Cross-session agent memory: making your agent remember without exploding the context

An agent that forgets you between sessions feels like talking to an amnesiac. An agent that remembers everything verbatim runs out of context in three turns. Cross-session memory is the architectural middle ground — and 2026 is the year it stops being optional.

Why memory is suddenly the differentiator

Until recently, "memory" in LLM apps meant "load the last N messages". That works for a single session. It collapses the moment a user expects continuity across days. Three forces converged in 2026:

Long-running agents (CS bots, research assistants, SRE copilots) became real products.
Users discovered they do not want to re-explain themselves every session.
Memory MCP servers (Mem0, Zep, the official memory MCP) made cross-session memory pluggable.

Three flavours of memory you actually need

Working memory

The current conversation, fits in the context window. No persistence, lives in the message array.

Episodic memory

"What we talked about last Tuesday." Stored as summarised events with timestamps. Retrieved by recency or topic match.
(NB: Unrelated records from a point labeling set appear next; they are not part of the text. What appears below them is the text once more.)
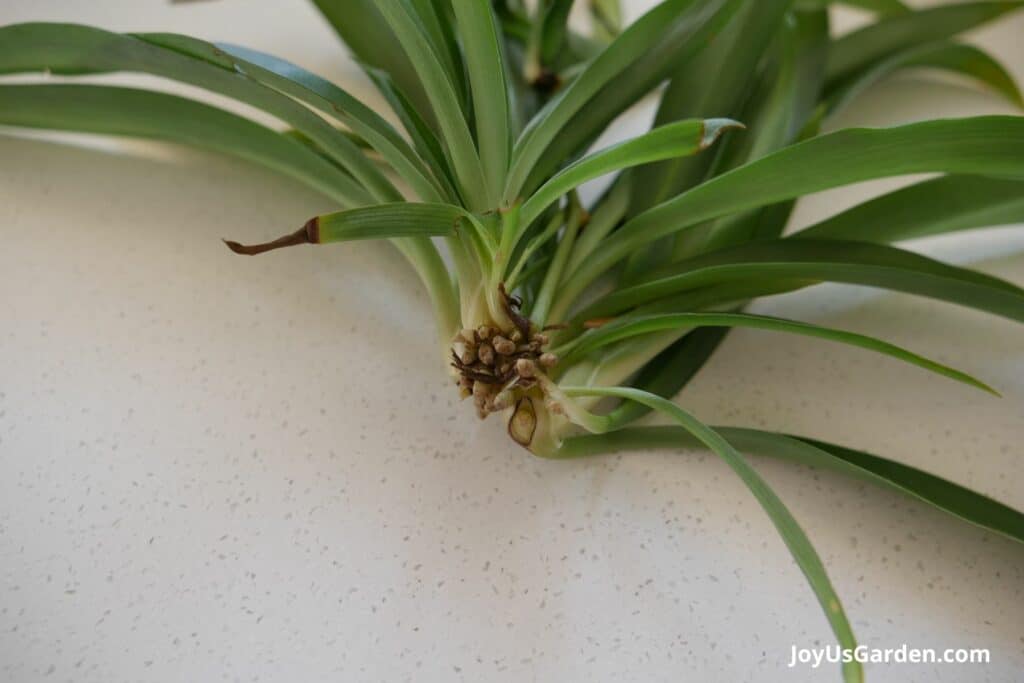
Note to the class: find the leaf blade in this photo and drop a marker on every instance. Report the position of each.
(788, 528)
(632, 327)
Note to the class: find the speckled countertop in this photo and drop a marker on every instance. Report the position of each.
(217, 468)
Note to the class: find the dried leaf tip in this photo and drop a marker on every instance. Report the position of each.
(307, 235)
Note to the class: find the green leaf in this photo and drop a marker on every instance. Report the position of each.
(670, 371)
(715, 82)
(784, 99)
(963, 59)
(127, 112)
(423, 137)
(486, 76)
(555, 29)
(794, 537)
(835, 261)
(946, 496)
(632, 327)
(946, 204)
(606, 16)
(444, 101)
(676, 139)
(71, 49)
(380, 221)
(436, 17)
(683, 20)
(366, 33)
(989, 145)
(860, 49)
(318, 93)
(880, 7)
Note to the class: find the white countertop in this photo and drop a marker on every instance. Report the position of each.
(218, 468)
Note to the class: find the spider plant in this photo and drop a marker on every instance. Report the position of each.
(573, 319)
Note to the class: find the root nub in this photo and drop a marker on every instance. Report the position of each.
(496, 367)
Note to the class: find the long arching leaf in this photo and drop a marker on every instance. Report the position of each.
(821, 260)
(946, 204)
(988, 145)
(72, 49)
(957, 501)
(794, 537)
(676, 139)
(127, 112)
(633, 327)
(865, 47)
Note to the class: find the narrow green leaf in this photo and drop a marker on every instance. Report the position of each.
(676, 139)
(380, 221)
(989, 145)
(680, 40)
(791, 531)
(835, 261)
(422, 135)
(946, 496)
(670, 371)
(965, 60)
(437, 20)
(946, 204)
(715, 82)
(683, 19)
(632, 327)
(880, 7)
(486, 76)
(863, 48)
(72, 49)
(368, 35)
(606, 16)
(317, 92)
(127, 112)
(444, 101)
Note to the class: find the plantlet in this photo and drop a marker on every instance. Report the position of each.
(572, 321)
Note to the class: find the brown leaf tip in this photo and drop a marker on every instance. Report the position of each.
(308, 233)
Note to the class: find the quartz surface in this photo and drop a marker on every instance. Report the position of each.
(220, 468)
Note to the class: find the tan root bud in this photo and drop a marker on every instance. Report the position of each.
(486, 354)
(525, 369)
(504, 346)
(548, 359)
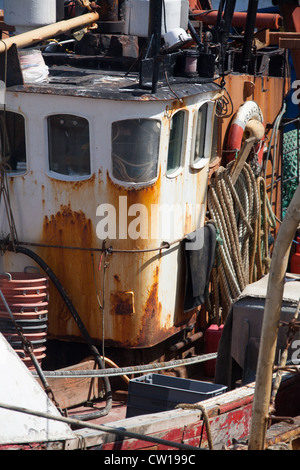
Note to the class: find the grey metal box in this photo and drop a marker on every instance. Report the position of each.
(153, 393)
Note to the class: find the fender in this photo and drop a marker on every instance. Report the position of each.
(248, 118)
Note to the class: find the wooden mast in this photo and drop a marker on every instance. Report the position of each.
(264, 375)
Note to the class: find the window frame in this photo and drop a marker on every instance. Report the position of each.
(137, 184)
(60, 176)
(178, 170)
(14, 174)
(202, 161)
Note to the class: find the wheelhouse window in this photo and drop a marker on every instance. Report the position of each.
(203, 136)
(69, 145)
(12, 142)
(135, 150)
(175, 142)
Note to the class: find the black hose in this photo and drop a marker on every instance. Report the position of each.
(84, 332)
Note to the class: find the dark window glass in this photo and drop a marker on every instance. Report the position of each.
(12, 142)
(175, 142)
(135, 149)
(69, 145)
(199, 151)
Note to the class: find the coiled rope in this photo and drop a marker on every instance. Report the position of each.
(242, 215)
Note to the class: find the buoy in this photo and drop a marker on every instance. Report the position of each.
(247, 122)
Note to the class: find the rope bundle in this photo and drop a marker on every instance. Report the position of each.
(239, 212)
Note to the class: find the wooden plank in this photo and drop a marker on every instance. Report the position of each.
(74, 391)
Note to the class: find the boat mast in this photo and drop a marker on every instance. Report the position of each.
(263, 384)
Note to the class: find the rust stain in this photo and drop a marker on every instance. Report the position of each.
(122, 303)
(73, 268)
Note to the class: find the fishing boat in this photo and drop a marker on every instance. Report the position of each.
(142, 190)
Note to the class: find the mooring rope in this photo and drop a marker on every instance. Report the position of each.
(242, 215)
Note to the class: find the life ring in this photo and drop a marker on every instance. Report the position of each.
(248, 118)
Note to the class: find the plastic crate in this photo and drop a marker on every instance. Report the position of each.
(153, 393)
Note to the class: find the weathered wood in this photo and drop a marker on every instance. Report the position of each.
(241, 159)
(270, 324)
(74, 391)
(32, 37)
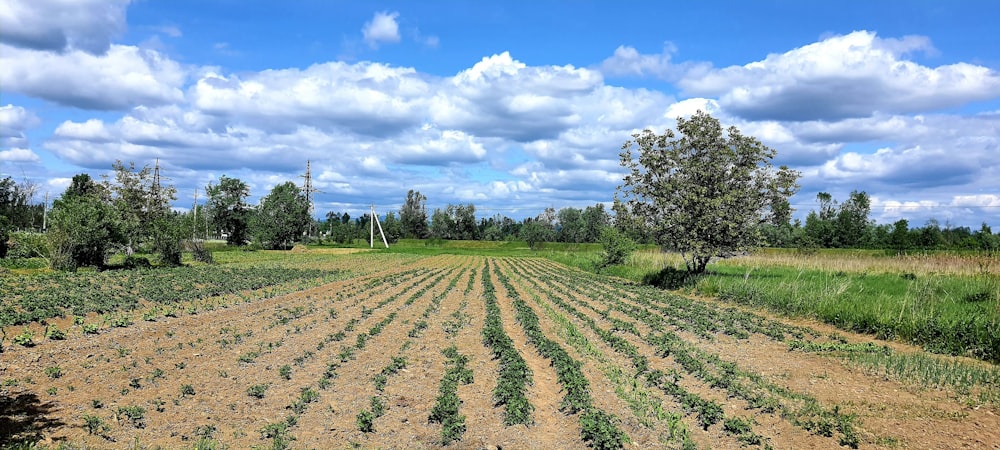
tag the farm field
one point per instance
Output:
(383, 350)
Useful for "remind me what we decided about pricing".

Semantic memory

"What does the user prefer." Distilled facts: "user is a CTO at a B2B SaaS, prefers concise answers, hates emoji". Retrieved as a small bundle injected into every system prompt.

The shape of a working memory layer

A pragmatic stack looks like this:

System prompt
+ semantic facts (200 tokens)
-------------------------------
Recent messages (last 20 turns)
-------------------------------
Retrieved episodes (top 3 by relevance)

Total: ~3-5k tokens, regardless of how long the relationship has lasted.

The four hard problems

1. What to store

Storing every message bloats the index and dilutes retrieval. The fix: a memory writer agent that runs after each session and extracts only durable facts (preferences, decisions, constraints) and significant episodes (notable conversations).

2. When to forget

Memories should decay. A user address from 2024 may no longer be true. Patterns that work: timestamped facts with confidence scores, contradiction detection on write, periodic re-validation prompts.
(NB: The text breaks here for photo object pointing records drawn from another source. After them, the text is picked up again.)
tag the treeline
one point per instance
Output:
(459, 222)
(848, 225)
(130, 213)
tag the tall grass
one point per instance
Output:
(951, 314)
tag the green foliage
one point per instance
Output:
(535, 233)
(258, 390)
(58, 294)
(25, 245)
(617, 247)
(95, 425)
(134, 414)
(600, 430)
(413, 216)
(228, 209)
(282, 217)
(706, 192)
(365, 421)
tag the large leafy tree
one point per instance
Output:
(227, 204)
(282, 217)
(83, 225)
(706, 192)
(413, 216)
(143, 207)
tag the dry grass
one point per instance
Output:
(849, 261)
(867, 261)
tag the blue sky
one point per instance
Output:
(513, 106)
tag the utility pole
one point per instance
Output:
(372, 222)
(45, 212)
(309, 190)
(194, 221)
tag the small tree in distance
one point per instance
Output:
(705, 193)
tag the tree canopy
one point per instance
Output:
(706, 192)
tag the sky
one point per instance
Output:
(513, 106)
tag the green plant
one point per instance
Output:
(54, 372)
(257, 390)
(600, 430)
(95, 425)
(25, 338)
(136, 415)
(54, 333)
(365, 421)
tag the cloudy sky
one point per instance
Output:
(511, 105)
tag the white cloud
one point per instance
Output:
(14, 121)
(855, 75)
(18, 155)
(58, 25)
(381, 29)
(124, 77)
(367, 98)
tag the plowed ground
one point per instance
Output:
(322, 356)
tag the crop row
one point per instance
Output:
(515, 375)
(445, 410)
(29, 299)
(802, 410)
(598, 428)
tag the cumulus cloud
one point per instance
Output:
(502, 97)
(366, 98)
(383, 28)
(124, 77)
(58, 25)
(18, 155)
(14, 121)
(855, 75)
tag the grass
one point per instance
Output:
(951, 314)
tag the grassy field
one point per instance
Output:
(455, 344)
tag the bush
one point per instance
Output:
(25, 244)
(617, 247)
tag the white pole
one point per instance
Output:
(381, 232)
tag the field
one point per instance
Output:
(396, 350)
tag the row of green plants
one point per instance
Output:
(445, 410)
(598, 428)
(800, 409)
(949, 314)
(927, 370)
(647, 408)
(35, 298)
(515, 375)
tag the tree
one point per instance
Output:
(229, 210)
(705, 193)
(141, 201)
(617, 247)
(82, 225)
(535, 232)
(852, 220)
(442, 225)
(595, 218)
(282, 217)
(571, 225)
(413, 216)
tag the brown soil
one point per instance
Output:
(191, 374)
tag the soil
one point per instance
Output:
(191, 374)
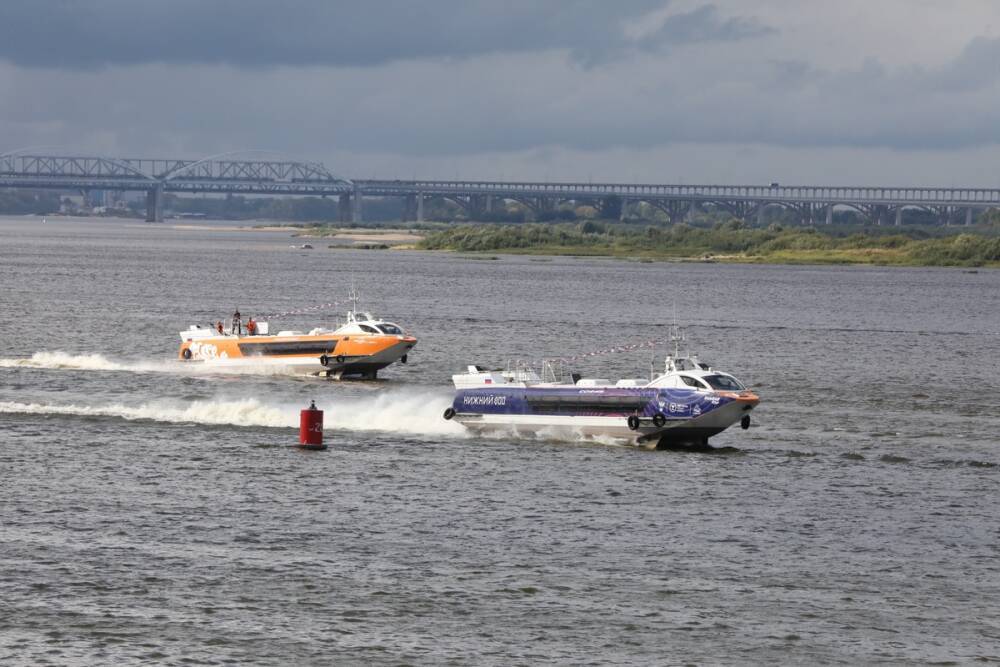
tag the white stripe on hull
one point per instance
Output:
(575, 426)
3. How to retrieve without hallucination

Vector similarity gives plausibly-relevant results, not actually-relevant ones. Combine vector + keyword + metadata filters. Always show the model the source memory, not a paraphrase, so it can self-correct.
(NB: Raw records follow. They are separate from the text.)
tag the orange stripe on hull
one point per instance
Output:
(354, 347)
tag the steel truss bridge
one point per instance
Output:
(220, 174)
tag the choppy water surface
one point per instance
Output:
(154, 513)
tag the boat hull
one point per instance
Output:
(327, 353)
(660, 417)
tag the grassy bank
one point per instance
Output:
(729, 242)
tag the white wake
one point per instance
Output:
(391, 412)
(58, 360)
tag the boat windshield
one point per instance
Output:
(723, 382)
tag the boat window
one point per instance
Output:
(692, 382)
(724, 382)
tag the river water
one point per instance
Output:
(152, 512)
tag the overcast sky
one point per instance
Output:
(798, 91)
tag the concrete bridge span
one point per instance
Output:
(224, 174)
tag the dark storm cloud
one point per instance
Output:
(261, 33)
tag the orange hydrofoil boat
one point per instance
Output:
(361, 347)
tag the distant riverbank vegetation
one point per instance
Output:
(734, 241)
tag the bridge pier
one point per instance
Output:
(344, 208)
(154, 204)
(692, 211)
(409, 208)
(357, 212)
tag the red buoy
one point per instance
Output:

4. How to keep memory private

Cross-session memory IS persistent PII. GDPR/CCPA right-to-erasure means you need delete-by-user-id from day one. Encrypt at rest. Do not ship memories across tenant boundaries.

Build vs buy in 2026

Option	Best for	Trade-off
Memory MCP (official)	Single-user dev tools	Knowledge-graph model, manual schema
Mem0	Multi-user products	Hosted SaaS, vendor lock-in
Zep	Enterprise, self-host	More infra to run
Roll your own (Postgres + pgvector)	Full control	Six months of edge-case work

A minimum viable memory in 50 lines

// after each session
const summary = await llm.complete({
  prompt: 'Extract durable facts and notable events from this conversation as JSON.',
  messages: session.messages,
});
await db.insert('memories', {
  user_id, summary,
  embedding: await embed(summary),
  created_at: now(),
});

// before each session
const recent = await db.query(
  'SELECT summary FROM memories WHERE user_id=$1 ORDER BY created_at DESC LIMIT 5',
  [user_id],
);
const relevant = await db.vectorSearch('memories', userQuery, { top: 3 });
const memoryBundle = [...recent, ...relevant]
  .map(m => m.summary)
  .join('\n');

Where this is heading

Expect three shifts over the next year: standardised memory schemas in MCP, native memory primitives in the Claude Agent SDK, and per-user memory dashboards letting users see and edit what the agent "knows" about them. The last one is non-negotiable for consumer products.